Polen fordert neue Möglichkeiten, um den EU-Haushalt zu finanzieren. Ins Spiel gebracht wurde nun eine Digitalsteuer oder eine Gebühr für die Einreise in die EU.

EURACTIV.pl
European way of growth conference in Krakow
„Die USA und das Vereinigte Königreich erheben solche Gebühren – warum also nicht eine Eintrittsgebühr für die EU in Betracht ziehen? Dies könnte zusätzliche gemeinsame Mittel generieren“, sagte Katarzyna Pełczyńska-Nałęcz. [EPA-EFE/Lukasz Gagulski]

Polen fordert neue Möglichkeiten, um den EU-Haushalt zu finanzieren. Ins Spiel gebracht wurde nun eine Digitalsteuer oder eine Gebühr für die Einreise in die EU.

Warschau – Die Ministerin für Entwicklungsfonds und Regionalpolitik Katarzyna Pełczyńska-Nałęcz forderte eine „umfassende Investitionspolitik“, betonte jedoch, dass die Sicherstellung neuer Investitionen frische, EU-weite Einnahmequellen erfordere.

Zu den von ihr vorgeschlagenen Optionen gehörten eine Digitalsteuer, eine Eintrittsgebühr oder ein neuer gemeinsamer Investitionsfonds, ähnlich dem Wiederaufbauplan (Next Generation EU), jedoch mit anderen Prioritäten und Regeln.

„Die USA und das Vereinigte Königreich erheben solche Gebühren – warum also nicht auch eine Eintrittsgebühr für die EU in Betracht ziehen?
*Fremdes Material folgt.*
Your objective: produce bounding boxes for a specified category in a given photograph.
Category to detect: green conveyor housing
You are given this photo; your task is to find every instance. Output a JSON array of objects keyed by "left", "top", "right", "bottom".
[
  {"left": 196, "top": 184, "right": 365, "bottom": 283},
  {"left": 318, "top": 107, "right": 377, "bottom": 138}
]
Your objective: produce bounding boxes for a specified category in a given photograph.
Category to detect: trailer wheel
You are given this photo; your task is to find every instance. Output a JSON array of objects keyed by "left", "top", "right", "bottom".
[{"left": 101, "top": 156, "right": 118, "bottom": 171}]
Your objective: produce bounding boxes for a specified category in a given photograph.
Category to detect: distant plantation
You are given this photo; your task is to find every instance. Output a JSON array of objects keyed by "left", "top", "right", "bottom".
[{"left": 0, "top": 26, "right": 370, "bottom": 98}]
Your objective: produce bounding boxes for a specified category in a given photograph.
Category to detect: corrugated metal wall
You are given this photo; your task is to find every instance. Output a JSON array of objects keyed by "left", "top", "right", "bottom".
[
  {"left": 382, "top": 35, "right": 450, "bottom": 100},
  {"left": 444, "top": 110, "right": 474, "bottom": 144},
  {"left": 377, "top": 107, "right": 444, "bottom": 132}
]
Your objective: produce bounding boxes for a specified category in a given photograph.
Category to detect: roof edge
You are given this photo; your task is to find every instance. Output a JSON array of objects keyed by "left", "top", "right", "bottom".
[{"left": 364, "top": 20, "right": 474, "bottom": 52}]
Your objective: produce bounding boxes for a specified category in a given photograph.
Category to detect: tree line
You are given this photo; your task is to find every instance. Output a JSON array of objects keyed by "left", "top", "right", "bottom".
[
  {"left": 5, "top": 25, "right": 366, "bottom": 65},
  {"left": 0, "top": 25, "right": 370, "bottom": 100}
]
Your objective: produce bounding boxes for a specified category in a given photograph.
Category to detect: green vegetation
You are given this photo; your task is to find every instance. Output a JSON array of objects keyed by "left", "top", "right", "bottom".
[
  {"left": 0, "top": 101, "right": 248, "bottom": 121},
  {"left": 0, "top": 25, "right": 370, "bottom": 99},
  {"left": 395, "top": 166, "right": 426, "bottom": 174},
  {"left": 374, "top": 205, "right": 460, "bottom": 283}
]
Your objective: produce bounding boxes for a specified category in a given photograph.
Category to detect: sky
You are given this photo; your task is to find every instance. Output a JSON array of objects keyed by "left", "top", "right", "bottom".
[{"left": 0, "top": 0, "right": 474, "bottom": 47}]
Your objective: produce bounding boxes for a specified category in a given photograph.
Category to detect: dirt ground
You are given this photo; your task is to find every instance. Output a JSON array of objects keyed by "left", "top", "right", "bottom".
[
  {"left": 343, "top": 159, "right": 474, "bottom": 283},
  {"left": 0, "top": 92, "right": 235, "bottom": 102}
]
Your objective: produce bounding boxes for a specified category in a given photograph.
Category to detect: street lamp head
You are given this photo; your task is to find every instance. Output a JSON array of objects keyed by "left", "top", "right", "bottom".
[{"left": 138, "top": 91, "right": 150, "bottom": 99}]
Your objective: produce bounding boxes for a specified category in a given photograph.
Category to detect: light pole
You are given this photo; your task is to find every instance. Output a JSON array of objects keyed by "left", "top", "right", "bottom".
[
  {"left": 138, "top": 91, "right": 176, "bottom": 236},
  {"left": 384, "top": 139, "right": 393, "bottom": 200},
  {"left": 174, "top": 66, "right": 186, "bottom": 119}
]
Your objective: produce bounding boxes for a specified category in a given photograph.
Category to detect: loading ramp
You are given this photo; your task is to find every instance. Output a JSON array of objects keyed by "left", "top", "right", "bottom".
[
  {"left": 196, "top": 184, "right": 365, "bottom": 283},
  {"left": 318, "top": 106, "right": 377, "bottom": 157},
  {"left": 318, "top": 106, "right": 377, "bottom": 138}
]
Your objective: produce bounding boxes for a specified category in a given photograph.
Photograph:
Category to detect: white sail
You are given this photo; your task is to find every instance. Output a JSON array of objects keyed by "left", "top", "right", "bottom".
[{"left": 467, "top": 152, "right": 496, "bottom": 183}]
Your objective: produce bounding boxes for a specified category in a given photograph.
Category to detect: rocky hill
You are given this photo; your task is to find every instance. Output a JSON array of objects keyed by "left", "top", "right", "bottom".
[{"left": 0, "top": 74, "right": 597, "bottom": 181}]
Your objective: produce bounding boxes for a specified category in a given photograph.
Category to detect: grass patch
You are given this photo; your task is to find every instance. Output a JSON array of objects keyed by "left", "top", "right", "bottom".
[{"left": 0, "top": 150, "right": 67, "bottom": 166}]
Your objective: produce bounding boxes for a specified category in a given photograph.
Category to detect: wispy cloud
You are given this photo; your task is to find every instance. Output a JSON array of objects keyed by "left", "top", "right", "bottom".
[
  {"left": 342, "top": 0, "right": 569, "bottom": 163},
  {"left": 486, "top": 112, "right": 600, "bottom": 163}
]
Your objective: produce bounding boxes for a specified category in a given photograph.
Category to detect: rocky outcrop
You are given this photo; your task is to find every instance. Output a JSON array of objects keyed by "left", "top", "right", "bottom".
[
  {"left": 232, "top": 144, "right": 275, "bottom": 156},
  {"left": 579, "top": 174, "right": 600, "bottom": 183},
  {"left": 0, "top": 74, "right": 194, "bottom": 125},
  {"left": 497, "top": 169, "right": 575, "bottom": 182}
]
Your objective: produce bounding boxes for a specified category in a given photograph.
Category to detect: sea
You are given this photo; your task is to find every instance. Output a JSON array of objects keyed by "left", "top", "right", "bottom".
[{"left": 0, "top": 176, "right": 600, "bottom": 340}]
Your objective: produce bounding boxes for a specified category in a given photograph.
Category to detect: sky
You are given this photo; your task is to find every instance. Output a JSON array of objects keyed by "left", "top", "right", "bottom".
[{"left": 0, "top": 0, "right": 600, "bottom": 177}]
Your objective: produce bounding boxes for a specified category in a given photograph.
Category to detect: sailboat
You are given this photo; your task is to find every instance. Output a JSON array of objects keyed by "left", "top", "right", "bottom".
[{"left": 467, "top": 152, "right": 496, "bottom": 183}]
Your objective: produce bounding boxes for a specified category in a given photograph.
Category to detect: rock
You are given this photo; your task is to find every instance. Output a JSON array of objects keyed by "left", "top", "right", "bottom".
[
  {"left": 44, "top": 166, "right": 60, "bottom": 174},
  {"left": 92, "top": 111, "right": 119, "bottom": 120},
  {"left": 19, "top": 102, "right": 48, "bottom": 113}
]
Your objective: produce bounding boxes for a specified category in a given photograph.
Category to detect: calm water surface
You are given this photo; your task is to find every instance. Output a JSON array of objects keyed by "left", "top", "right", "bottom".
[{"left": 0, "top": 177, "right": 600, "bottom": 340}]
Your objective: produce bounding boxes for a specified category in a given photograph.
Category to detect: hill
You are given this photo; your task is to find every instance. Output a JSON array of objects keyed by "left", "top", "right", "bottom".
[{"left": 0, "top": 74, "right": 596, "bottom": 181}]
Dies könnte zusätzliche gemeinsame Mittel generieren“, sagte sie und bezeichnete dies als realistischen Ansatz angesichts der finanziellen Einschränkungen der EU.

Piotr Serafin, der polnische Kommissar, der für den EU-Haushalt zuständig ist, überwacht die Diskussionen über mögliche Finanzierungsmechanismen.

Quellen in der Kommission sagten gegenüber Euractiv, dass die Haushaltslage schwach sei und die EU dringend neue Ressourcen oder eine Erhöhung der Mitgliedsbeiträge der EU-Staaten benötige.